僕らは、実君に、隊長さんに電話連絡を、入れてもらうことにした。何しろ、僕らは地上の住民ではないから、突然脅かしてしまうのも気が引けたし、もしかすると、隊長さんと全く接触できない可能性もあるから。それで、電話でこんな感じでいて欲しいと伝えてもらった。それは、

『こんにちわ、僕、この前のゲリラ豪雨の時にお世話になった、実です。あの、これから、僕の話すことは、大人の人からすると、子供の御伽話見たいに聞こえるかもしれないんですが、電話を切らずに最後まで聞いてください、本当のことなんです。この前、隊長さんが僕の家に来て、僕に聞いていましたよね。僕は、何も変わったことは起きていないって言いましたけれど、あの日も、隊長さんが僕の家に来て僕の部屋で話をしたときに、僕の周りには僕の友達が居たんです。隊長さんには、見えなかったんですが、あっ、そうそう、隊長さん足を蹴られたでしょ、あの時のこと、覚えていますか。あれ、僕の友達の一人がしたんです、ちょっと悪戯な子なんです。あの、僕の友達が、隊長さんに話したいことがあるから、って言っているんです。で、問題は、隊長さんに僕の友達の姿や声が聞こえるようにするには、隊長さんの心がとても大事なんです。友達が言うには、隊長さんには、他の大人の人とは違ってピュアな心がいっぱい残って居るそうです。でも、もっともっとなんにでも心を開いていて欲しいんだって、そうしたら僕の友達の姿を隊長さんが見ることが出来るって、言っています。隊長さん、僕が今話したこと、信じてくれますか』って、実君が言うと、隊長さんは一瞬声につまり

『ううう、あまりに突然で、少し驚いているよ。近いうちに実君から、連絡があるような気はしていたんだけれど、そういう話だとは思いもよらなくて、驚いているよ。隊長さんは、実君の友達が言うほど、ピュアじゃないと思う、仕事柄、何でも疑うし、でも、実君の部屋で足を蹴られてことはしっかりと覚えているよ。どうしても、納得が行かなくてね、そういうことだったんだ。じゃあ、あの日、あの部屋にいたのは、私の足を蹴ったその悪戯好きの友達のほかにも、何人かいたんだよね』って、隊長さん

『ええ、そうです。すごいです、隊長さん、大丈夫ですよ。みんなのこと、ちゃんと見て話がきっと出来ますよ』って、実君が言うと、隊長さんは嬉しそうな声で

『実君の友達には、隊長さんも聞きたいことがあるんだよ、いや、良かった。どうも気になることがあると、なかなか眠れなくてね。本当に、良かった』って、隊長さん。

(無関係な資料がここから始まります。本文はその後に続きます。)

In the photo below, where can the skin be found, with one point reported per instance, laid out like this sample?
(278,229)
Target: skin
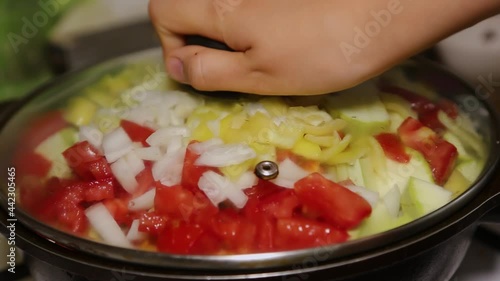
(300,47)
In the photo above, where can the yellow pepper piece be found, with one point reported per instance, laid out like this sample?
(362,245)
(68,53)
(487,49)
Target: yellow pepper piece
(80,111)
(307,149)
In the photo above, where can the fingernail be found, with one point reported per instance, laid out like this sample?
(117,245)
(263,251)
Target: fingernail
(176,69)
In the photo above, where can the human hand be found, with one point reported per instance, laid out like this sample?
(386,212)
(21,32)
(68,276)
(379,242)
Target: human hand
(296,47)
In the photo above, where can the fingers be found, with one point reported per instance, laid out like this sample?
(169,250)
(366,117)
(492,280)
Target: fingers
(186,17)
(209,69)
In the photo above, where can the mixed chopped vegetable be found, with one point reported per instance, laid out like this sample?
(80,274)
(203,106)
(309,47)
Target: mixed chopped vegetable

『すぐに、そちらに向かうそうです。ぼく、後からまた、電話をします』って、実君は携帯の電話を切る。

『あっ、実君、友達に待っていますと、伝えておいて欲しい』って、言って隊長さんも電話を切った。

僕らは、実君にお礼を言って、実君、信長さん、小町ちゃんと別れた。別れ際に

『こまちゃん、きれいなお花には、気を付けて、こまちゃんは子供だから、なんにでも興味があるだろうけれど、実君や信長さんの言うことを聞いてね』って、僕

『そうよ、こまちゃん』って、愛ちゃんがお姉さんぶって

『実君、僕たち友達だから、何かあったら話してね』って、空君が、そして、みんなで

『僕ら、みんな友達だよ』って、別れた。